Também os pais das crianças mostram estranhamento, diz ele, mas de maneira velada. "Em geral, a posição que eu ocupo me protege do preconceito aberto, mas os sinais velados de estranhamento são constantes, seja numa fala desconcertada, num olhar de espanto, na dificuldade de encontrar pronomes de tratamento corretos e até de estabelecer contato visual", diz.

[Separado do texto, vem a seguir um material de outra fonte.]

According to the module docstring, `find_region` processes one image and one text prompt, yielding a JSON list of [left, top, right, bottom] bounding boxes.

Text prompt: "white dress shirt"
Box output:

Saulo Amorim - Bruna Prado/UOL - Bruna Prado/UOL
Imagem: Bruna Prado/UOL
Saulo Amorim - Bruna Prado/UOL - Bruna Prado/UOL
Imagem: Bruna Prado/UOL

"Convivi durante alguns meses com um chefe que tinha o hábito de fazer piadas com conotação homofóbica, geralmente com outros colegas heterossexuais, desmerecendo, chamando de fraquinho, mariquinha, viadinho. Fazia isso na minha frente e, no começo, com algum constrangimento, olhava para mim e pedia desculpas —mas continuava fazendo", lembra.

"Depois, perdeu o constrangimento e começou a fazer esses comentários inclusive para mim. Tive que alertar ele de aquilo era homofobia. A coisa ficou tão desconfortável que acabei pedindo para mudar de setor."

"Recentemente, quando comecei a me identificar com expressão não-binária e a usar roupas que não são completamente masculinas —além de cabelo comprido, unhas pintadas— vivi situações constrangedoras: ao mesmo tempo em que alguns colegas me elogiavam, outros demonstravam incômodo" Saulo Amorim, orientador educacional

Saulo foi o primeiro servidor da escola a registrar uma união homoafetiva, que mais tarde virou casamento, e também o primeiro a adotar e exigir a licença paternidade por meio de um processo administrativo. Nesse período, novamente, enfrentou problemas.

"Quando a direção soube que quando meu filho chegasse eu me afastaria por um período longo —em caso de adoção para casais gays, a licença paternidade pode ser equiparada à licença maternidade, de até 180 dias— surgiram comentários do tipo: 'Mas você é homem, a licença é para a amamentação''".